Fussball Aliaksei Shpileuski vollzieht nächste Woche Trainingsauftakt

Aue. 

Aue. Eigentlich sollten die Profis des FC Erzgebirge Aue erst Ende des Monats in die Saisonvorbereitung starten. Nun kommt alles anders. Der neue Trainer Aliaksei Shpileuski lässt die Mannschaft bereits in der kommenden Woche antreten. Am Dienstag stellt sich der neue Chefcoach auf einer Pressekonferenz vor. Schon am selben Tag sowie am Mittwoch steht der Laktattest auf dem Programm. Der offizielle Startschuss für die Saisonvorbereitung fällt am 17. Juni - also am Donnerstag. Diese soll auf dem Trainingsgelände vollzogen werden. Vielmehr steht in Sachen Saisonvorbereitung noch nicht fest. Der vorläufige Fahrplan sieht fünf Testspiele vor. Bei vier Tests allerdings steht noch kein Gegner fest. Lediglich ein Spiel gegen FC Viktoria Plzen ist bereits fest terminiert. Dieses soll am 3. Juli über die Bühne gehen. Austragungsort und Anspielzeit sind noch offen.
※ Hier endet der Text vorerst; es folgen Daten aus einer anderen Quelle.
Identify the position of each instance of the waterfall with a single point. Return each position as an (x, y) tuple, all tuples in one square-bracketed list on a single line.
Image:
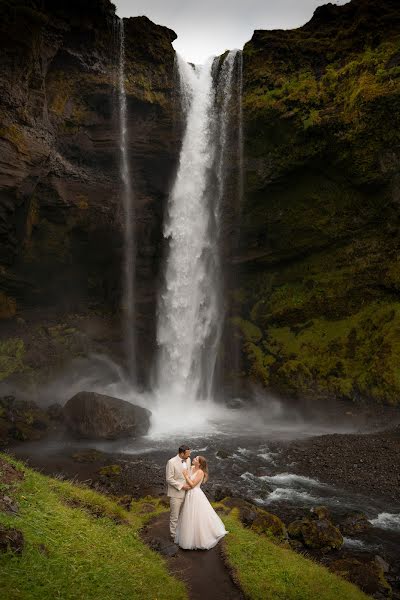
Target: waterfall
[(190, 306), (185, 322), (128, 205)]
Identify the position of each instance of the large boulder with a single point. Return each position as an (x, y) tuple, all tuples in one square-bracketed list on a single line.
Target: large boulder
[(96, 416)]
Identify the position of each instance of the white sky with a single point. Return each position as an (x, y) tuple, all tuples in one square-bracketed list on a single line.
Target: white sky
[(209, 27)]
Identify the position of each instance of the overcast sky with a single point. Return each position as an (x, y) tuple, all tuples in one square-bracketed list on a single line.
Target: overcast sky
[(209, 27)]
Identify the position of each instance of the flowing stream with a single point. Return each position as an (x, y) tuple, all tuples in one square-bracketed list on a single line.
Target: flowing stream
[(129, 214), (191, 304)]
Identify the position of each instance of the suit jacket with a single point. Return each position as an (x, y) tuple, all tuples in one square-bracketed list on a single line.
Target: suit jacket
[(175, 478)]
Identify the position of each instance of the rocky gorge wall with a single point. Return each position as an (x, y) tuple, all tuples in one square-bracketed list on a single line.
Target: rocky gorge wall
[(61, 220), (314, 280), (316, 304)]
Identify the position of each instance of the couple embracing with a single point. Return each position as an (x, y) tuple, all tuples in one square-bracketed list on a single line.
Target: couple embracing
[(194, 524)]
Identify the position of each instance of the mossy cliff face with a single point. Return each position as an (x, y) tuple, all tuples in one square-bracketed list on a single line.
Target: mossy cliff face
[(317, 309), (61, 218)]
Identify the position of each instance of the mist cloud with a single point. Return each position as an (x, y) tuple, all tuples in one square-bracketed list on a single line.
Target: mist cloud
[(207, 27)]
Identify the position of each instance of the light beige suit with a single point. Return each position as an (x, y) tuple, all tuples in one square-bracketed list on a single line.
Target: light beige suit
[(175, 483)]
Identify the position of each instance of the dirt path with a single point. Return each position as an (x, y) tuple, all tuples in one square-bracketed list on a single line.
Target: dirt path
[(203, 571)]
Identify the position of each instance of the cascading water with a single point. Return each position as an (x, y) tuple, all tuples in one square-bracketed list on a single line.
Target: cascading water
[(128, 204), (186, 316), (190, 307)]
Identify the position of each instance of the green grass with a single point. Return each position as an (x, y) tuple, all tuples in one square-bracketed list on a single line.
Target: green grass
[(92, 547), (266, 571)]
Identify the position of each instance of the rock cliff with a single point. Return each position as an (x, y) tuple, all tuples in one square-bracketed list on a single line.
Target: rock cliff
[(61, 221), (317, 309)]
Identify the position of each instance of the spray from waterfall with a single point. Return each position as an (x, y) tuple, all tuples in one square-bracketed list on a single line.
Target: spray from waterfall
[(129, 213), (191, 306)]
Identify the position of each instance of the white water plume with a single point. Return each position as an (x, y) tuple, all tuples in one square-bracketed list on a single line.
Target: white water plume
[(187, 307), (128, 204)]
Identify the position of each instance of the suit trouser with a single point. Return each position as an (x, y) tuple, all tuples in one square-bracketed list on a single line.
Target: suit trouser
[(175, 505)]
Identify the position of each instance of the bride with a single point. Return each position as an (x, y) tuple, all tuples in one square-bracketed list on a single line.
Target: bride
[(199, 527)]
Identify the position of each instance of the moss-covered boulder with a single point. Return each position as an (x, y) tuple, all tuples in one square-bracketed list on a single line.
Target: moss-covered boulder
[(354, 523)]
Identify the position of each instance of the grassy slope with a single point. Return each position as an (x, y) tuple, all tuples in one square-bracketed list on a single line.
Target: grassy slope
[(81, 544), (268, 572), (86, 556)]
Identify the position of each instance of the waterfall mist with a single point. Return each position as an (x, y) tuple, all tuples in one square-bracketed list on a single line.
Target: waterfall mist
[(129, 215), (191, 310)]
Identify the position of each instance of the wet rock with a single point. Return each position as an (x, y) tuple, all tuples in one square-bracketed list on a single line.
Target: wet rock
[(165, 548), (11, 540), (320, 512), (221, 492), (354, 523), (319, 534), (270, 525), (96, 416), (110, 471), (367, 574)]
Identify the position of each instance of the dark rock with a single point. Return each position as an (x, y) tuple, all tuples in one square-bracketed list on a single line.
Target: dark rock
[(221, 492), (354, 523), (367, 574), (11, 540), (270, 525), (318, 534), (56, 413), (110, 471), (223, 454), (92, 415), (296, 545), (382, 563), (320, 512)]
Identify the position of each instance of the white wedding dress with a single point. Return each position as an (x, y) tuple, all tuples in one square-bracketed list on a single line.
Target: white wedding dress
[(199, 527)]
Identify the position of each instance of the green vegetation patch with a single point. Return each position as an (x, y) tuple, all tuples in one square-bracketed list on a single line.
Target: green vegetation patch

Präsident lobt den neuen Trainer

Der FC Erzgebirge Aue hatte Aliaksei Shpileuski Anfang der Woche als neuen Coach vorgestellt. Obwohl der erst 33-Jährige bereits im Nachwuchsbereich bei RB Leipzig und dem VfB Stuttgart aktiv war, kannte ihn hierzulande kaum einer. Doch FCE-Präsident Helge Leonhardt lobt ihn in höchsten Tönen: "Nach mehreren intensiven Gesprächen konnten wir feststellen, dass er sich mit den Werten unseres Vereins voll und ganz identifiziert. Wir erzielten dabei ebenfalls Übereinstimmung bezüglich der Vorgehensweise hinsichtlich der strategischen Weiterentwicklung unseres Profiteams", so Präsident Helge Leonhardt. Shpileuski selbst freut sich auf seine Aufgabe in Deutschland. Er gilt als ein akribischer Arbeiter, der nichts dem Zufall überlässt. "In 5 Wochen steht mit Kairat Almaty die historische Champions League Quali an, daher war es nicht einfach dem Präsidenten die Entscheidung oder den Wunsch nach Aue zu wechseln zu verkünden", erklärt der neue Coach. Er sei beiden Vereinen dankbar, dass der Wechsel möglich wurde. Über die Vertragsgespräche sagt der 33-Jährige: "Ich hatte vom ersten Moment an bei den Gesprächen mit Herrn Leonhardt ein absolut überzeugendes Gefühl, dass es genau das Richtige ist. Er lebt und liebt Emotionen und Leidenschaft, welche unabdingbar sind, um den Verein nach vorne zu bringen. Genau das möchte ich der Mannschaft auch vorleben und sie nach vorne bringen."